As a marketing agency, we believe in the power of data when it comes to informing strategic marketing decisions. As a result, we’re growing our Research & Insights department and are on the lookout for a second Junior Analyst to share responsibility for core reporting and insight work, helping to deliver client‑ready analysis, and improving how data flows through the business.

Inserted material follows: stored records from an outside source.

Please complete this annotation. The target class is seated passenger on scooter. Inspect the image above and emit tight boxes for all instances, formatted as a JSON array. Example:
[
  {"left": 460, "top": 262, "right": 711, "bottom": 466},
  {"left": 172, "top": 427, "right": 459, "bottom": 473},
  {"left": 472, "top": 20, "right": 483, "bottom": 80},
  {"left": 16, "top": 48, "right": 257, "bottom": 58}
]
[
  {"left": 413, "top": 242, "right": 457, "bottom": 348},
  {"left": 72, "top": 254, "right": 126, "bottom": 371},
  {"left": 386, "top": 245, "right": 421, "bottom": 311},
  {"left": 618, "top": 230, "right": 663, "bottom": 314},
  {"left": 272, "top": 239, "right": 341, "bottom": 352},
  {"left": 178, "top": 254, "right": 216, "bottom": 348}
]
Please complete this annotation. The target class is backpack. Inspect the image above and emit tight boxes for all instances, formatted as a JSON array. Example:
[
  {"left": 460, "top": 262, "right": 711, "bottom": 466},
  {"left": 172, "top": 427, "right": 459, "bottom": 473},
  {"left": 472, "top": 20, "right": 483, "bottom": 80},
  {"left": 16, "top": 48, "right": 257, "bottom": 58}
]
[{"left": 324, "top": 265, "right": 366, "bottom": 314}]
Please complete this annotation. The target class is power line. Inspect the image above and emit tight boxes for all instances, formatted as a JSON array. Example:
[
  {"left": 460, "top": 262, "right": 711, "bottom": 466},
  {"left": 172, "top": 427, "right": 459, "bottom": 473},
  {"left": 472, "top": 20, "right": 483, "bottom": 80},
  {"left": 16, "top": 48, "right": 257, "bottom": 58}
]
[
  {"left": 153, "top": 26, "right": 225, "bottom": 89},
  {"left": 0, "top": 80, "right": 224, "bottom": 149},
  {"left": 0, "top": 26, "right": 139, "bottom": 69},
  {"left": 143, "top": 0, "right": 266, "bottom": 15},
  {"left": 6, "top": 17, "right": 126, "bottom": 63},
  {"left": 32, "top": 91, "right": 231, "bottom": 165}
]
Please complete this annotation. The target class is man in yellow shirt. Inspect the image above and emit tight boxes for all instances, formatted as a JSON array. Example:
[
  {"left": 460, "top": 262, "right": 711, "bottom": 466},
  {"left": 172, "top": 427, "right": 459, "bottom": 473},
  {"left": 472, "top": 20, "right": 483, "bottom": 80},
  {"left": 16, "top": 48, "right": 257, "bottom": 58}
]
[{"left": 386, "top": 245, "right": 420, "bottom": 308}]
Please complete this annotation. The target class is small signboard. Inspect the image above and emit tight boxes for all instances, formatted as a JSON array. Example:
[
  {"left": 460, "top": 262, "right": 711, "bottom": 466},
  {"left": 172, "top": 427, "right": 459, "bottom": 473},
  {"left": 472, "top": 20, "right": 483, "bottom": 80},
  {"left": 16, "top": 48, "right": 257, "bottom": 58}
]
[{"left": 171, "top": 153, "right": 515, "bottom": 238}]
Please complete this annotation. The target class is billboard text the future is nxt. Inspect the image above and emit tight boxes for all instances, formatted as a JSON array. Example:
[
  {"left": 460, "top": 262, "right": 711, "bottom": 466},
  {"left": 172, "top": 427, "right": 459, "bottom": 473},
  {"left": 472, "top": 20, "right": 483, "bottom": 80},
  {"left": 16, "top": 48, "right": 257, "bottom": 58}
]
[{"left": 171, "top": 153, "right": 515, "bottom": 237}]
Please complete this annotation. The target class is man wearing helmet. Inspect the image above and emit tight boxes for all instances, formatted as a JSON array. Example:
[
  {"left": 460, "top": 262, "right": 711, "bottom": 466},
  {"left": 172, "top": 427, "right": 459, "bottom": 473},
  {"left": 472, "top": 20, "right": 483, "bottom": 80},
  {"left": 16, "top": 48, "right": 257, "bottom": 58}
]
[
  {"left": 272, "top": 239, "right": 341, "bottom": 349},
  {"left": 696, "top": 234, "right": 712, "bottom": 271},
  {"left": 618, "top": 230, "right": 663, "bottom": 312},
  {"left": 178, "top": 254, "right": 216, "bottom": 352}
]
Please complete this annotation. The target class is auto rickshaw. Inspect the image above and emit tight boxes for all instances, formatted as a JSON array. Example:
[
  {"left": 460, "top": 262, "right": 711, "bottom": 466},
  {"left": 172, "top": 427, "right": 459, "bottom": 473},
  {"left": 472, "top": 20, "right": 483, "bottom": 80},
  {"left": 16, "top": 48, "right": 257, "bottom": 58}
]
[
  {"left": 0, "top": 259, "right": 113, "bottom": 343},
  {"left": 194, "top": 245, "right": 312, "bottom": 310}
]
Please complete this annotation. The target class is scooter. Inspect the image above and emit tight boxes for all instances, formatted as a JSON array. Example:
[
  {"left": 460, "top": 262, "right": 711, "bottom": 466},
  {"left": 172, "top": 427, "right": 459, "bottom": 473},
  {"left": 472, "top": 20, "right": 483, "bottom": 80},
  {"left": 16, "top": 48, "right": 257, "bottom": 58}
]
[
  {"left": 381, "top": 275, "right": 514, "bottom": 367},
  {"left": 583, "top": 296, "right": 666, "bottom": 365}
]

We’re looking for someone who:



  • Has 1+ years’ work experience using mathematical and statistical tools/methods to provide reports and interpret data
  • Loves uncovering insight in complex datasets and is excited by what data can tell us about marketing performance, customer behaviour, and the retail/leisure landscape.
  • Is able to work confidently with messy/incomplete data, applying sensible judgement and quality checks.

If this sounds like you, read on…


What is BWP and why should I work for the agency?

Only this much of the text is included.